En Iran, de nombreux animaux sauvages meurent de faim et de soif à cause de la grave sécheresse qui frappe le pays. Pour leur venir en aide, un garde-forestier iranien a lancé un appel via sa page Instagram. Son initiative a remporté un franc succès et suscité un élan de solidarité chez les Iraniens, et ce notamment chez les agriculteurs.

La sécheresse est si grave en Iran que le gouvernement a récemment demandé l’aide de la communauté internationale. L’Australie et le Japon se sont ainsi engagés à aider l’Iran à sauver le lac Ourmia, qui s’assèche à un rythme alarmant.

Plusieurs régions à travers le pays sont touchées, mettant en danger de mort des milliers d’animaux sauvages. Mais un garde-forestier iranien, Amhad Bari, a décidé de se mobiliser et de tenter de les sauver. Il a ainsi lancé une campagne solidaire via son compte Instagram, où il relaie les photos de son travail.

Tout commence l’an dernier, quand, après avoir relayé plusieurs photos des animaux affamés et déshydratés de la province du Khorosan, il publie un message invoquant le "nadhr". Dans l’islam, ce concept religieux est un "vœu", un engagement à faire le bien. 


Il explique également que le bébé ours a perdu sa mère, et incite les internautes à l'aider à acheter du lait spécial.Très vite, de nombreux Iraniens, dont de nombreux fermiers, se sont mobilisés et ont envoyé des dons. Certains ont donné de l’argent, d’autres, notamment les agriculteurs, ont offert leur foin ou une partie de leur réserve en eau. Bari s’occupe ensuite de distribuer les dons dans les zones où les besoins sont les plus importants.Certains agriculteurs font don de leur foin pour le donner aux animaux sauvages.

Photo publiée par Amhad Bari sur son compte Instagram.

Dans le pays, d’autres garde-forestiers se sont inspirés de cette campagne pour faire de même. Notre Observateur Farhad (pseudonyme) est un défenseur de l’environnement, il travaille sur un projet similaire dans la région de l’Isfahan, dans le centre de l’Iran.

"Des agriculteurs donnent des tonnes et des tonnes de foin, puis les garde-forestiers s’occupent de les distribuer aux bons endroits"

Le projet a débuté dans deux régions de la province de Khorasan, dans l’est du pays. Là-bas, les animaux n’avaient rien à manger, et certains ont commencé à entrer dans les fermes et manger les récoltes et le bétail. Certains activistes ont commencé à s’inquiéter : ils avaient peur que les agriculteurs se mettent à tuer ces animaux sauvages. Mais quand Ahmad Bari a lancé sa campagne, les agriculteurs se sont rapidement impliqués, comme ce fut le cas dans ma région, l’Isfahan.
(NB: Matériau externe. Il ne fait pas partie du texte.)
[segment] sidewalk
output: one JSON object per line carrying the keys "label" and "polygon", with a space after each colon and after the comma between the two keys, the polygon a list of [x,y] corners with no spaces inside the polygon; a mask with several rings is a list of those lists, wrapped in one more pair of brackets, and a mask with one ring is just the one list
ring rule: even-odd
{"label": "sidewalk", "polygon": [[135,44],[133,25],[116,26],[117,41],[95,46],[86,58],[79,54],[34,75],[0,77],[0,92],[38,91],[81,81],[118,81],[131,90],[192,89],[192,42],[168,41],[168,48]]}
Un garde-forestier distribue le fourrage offert par des agriculteurs. Photo publiée sur le compte Instagram d’Amhad Bari.

Les fermiers donnent des tonnes et des tonnes de foin, puis les garde-forestiers volontaires les distribuent aux bons endroits. Certains agriculteurs prêtent aux gardes leurs camions gratuitement.


D’autres font don d’une partie de leur réserve en eau. Il y a même de jeunes ingénieurs qui ont mis au point une fontaine à eau simple d’utilisation pour les animaux sauvages.


“Cette initiative sauve des milliers d’animaux : des cerfs, des béliers, des antilopes, et même des guépards”

 
Cette initiative ne résout pas le problème de la sécheresse et du changement climatique. Mais elle permet de sauver des centaines d’animaux : des cerfs, des béliers, des antilopes, et même des guépards, qui survivent grâce aux donations. Avec une simple fontaine coûtant à peu près 900 euros, on peut sauver toutes les espèces animales dans un rayon d’environ 120 hectares.

Jusqu’alors, la plupart des Iraniens ne savaient pas comment aider ces animaux en période de sécheresse. Maintenant, avec ce projet, ils peuvent aider directement les garde-forestiers, qui connaissent mieux que quiconque les endroits où les animaux meurent de faim et de soif.

C’est aussi un bon moyen de faire évoluer les mentalités. Les gens ont désormais compris que s’ils veulent préserver la faune de leur pays, ils ne peuvent plus simplement attendre que le gouvernement s’occupe de tout : ils doivent faire leur part.

Photo publiée par Amhad Bari sur compte Instagram.

Selon une
étude publiée en 2013 par l’Institut des ressources mondiales (WRI), l’Iran était le 24e pays au monde le plus exposé aux pénuries d’eau.

Selon le responsable du centre national iranien pour les sécheresses et les catastrophes, Shahrockh Fatehi, cité dans la presse locale, 30 % du pays est actuellement touché par une sécheresse modérée, et 11 % par une grave sécheresse.